The Centers for Medicare and Medicaid Services (CMS) have opened fire on long-term care (LTC) facilities through historic changes to rules pertaining to numerical staffing standards. In every corner of the long-term care facility universe we hear the fervent echoing of nursing community protagonists and exponents spreading the dreaded news long feared by so many: “new staffing standards are coming, new staffing standards are coming” … registered nurses on the premises 24 hours a day by May l, 2026, in non-rural facilities, and minimum numerical staffing requirements by May 20, 2027.
Background
On February 28, 2022, President Biden announced a widespread set of modifications to the current federal requirements for Medicare and Medicaid long-term care facilities. According to the White House, this move was ostensibly aimed at improving the safety and quality of care within the nation's nursing homes. One key initiative within the Biden-Harris Administration's strategy was to establish a minimum nursing home staffing requirement for LTC facilities participating in Medicare and Medicaid. The applicable regulations relevant for this discussion are set forth in Code of Federal Regulation section 483.35 (the Code).

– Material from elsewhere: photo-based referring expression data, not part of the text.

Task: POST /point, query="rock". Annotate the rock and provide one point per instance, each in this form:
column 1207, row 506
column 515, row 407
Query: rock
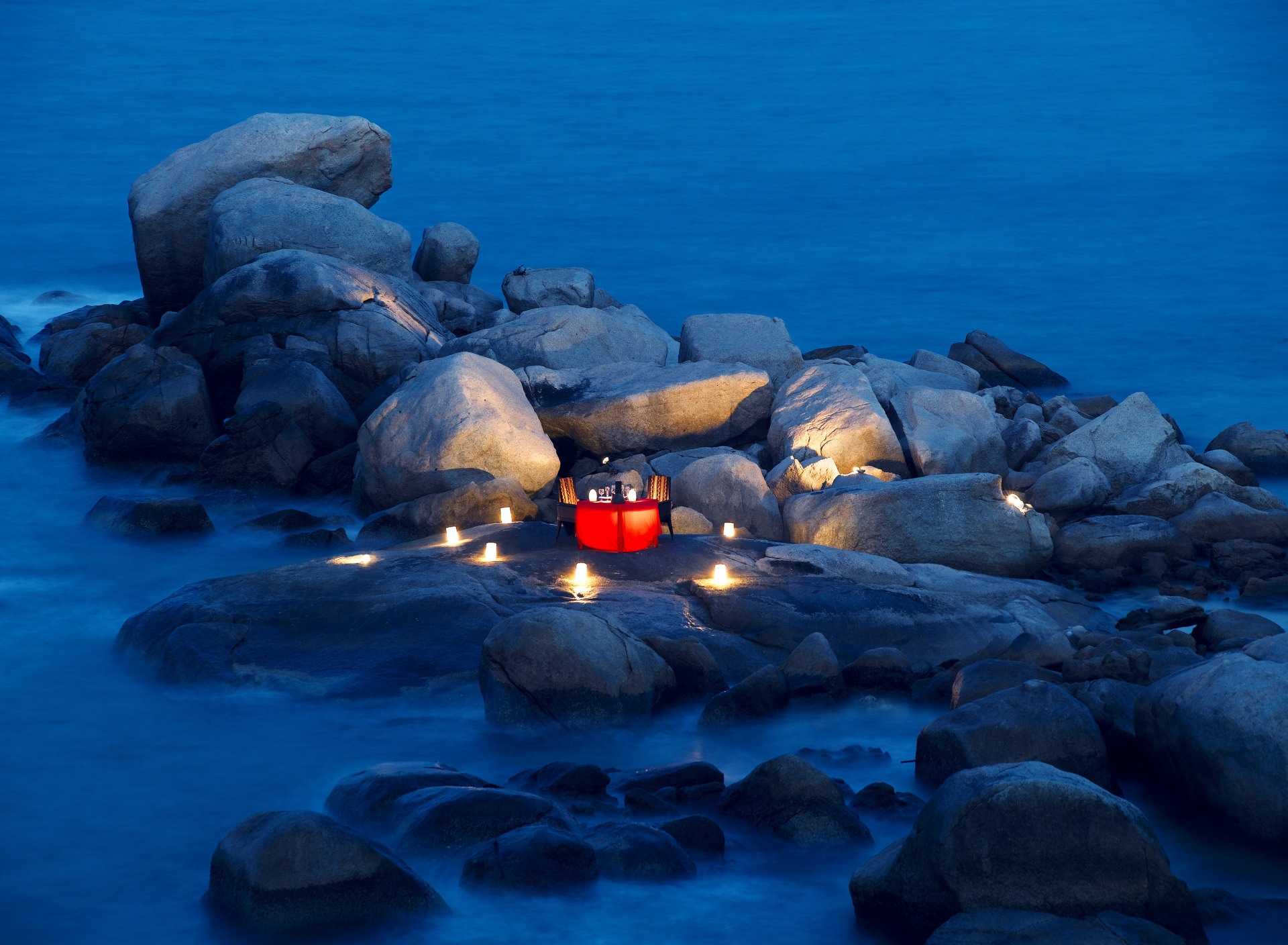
column 266, row 214
column 450, row 817
column 950, row 432
column 1229, row 466
column 170, row 204
column 761, row 694
column 1023, row 836
column 881, row 668
column 1023, row 441
column 447, row 254
column 883, row 799
column 930, row 361
column 1033, row 721
column 148, row 404
column 790, row 477
column 794, row 801
column 830, row 410
column 260, row 446
column 1026, row 370
column 1222, row 626
column 532, row 858
column 686, row 521
column 855, row 566
column 987, row 677
column 525, row 288
column 750, row 340
column 311, row 400
column 1104, row 542
column 698, row 836
column 1131, row 444
column 1042, row 928
column 147, row 517
column 568, row 338
column 813, row 668
column 366, row 798
column 1264, row 452
column 1071, row 488
column 290, row 871
column 455, row 413
column 731, row 489
column 638, row 851
column 80, row 354
column 571, row 669
column 1218, row 517
column 616, row 409
column 1215, row 732
column 474, row 503
column 370, row 324
column 960, row 521
column 697, row 675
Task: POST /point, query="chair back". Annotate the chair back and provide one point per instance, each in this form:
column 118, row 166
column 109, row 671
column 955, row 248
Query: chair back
column 567, row 491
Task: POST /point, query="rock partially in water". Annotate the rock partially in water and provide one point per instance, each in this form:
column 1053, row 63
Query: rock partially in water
column 1034, row 721
column 294, row 871
column 148, row 517
column 532, row 859
column 794, row 801
column 1023, row 837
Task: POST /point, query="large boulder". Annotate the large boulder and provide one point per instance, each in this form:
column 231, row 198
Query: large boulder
column 453, row 413
column 1131, row 444
column 624, row 407
column 1023, row 836
column 474, row 503
column 291, row 871
column 794, row 801
column 1034, row 721
column 950, row 432
column 533, row 859
column 148, row 404
column 750, row 340
column 1264, row 452
column 526, row 289
column 957, row 520
column 80, row 354
column 1104, row 542
column 568, row 337
column 308, row 397
column 1216, row 732
column 267, row 214
column 570, row 669
column 1218, row 517
column 370, row 324
column 731, row 489
column 830, row 410
column 366, row 798
column 170, row 204
column 447, row 254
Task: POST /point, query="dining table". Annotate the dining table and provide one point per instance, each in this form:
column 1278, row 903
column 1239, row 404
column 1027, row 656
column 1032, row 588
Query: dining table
column 619, row 526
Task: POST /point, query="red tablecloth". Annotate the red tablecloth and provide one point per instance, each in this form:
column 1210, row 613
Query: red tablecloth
column 627, row 526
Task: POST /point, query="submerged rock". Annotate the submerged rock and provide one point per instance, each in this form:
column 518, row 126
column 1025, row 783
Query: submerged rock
column 291, row 871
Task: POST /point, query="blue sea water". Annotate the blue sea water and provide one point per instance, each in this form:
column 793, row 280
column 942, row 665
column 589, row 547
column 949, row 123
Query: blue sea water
column 1102, row 185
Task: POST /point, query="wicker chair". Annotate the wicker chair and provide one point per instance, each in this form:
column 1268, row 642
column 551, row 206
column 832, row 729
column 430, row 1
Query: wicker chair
column 566, row 512
column 660, row 489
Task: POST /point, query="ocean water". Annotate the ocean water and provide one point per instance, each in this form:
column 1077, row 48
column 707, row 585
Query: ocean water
column 1100, row 185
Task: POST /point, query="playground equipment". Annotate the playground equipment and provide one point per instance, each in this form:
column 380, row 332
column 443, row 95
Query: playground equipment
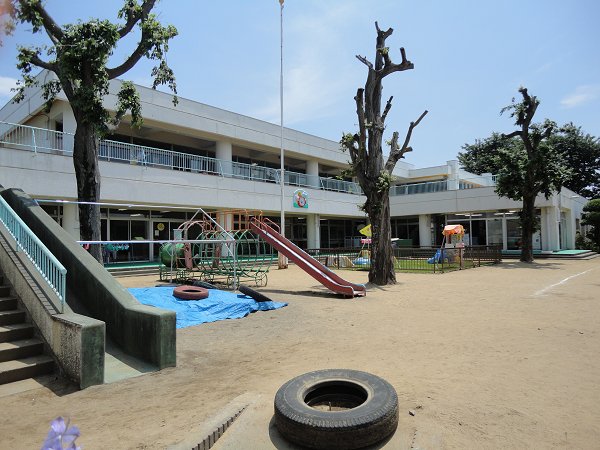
column 222, row 247
column 269, row 231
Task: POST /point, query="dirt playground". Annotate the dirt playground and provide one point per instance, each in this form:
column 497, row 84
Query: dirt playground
column 504, row 356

On April 22, 2024, the CMS Department of Health and Human Services finalized the Minimum Staffing Standards for Long-Term Care Facilities and Medicaid Institutional Payment Transparency Reporting rule. The final rule was published in the Federal Register on May 10, 2024, and became effective June 21, 2024.
The federal Appendix PP of the State Operations Manual (SOM) was released on February 24, 2024. The primary revisions address changes to the medical director, admission and discharge policies, and medication practices interpretive guidelines. According to CMS, these changes will provide additional support to surveyors in the field. However, as is often the trouble with guidelines, regulators yield the SOM as if it were law – except it lacks any legal authority.
Below, this article will briefly describe the federal statutory and regulatory framework that governs provider participation in the Medicare and Medicaid programs, including any significant revisions to the federal Appendix PP of the SOM. Next, the article will provide an outline of the new staffing requirements that will be implemented and enforced by CMS in three stages beginning May 11, 2026. Finally, it will provide several alternatives providers can pursue in response to these new regulations.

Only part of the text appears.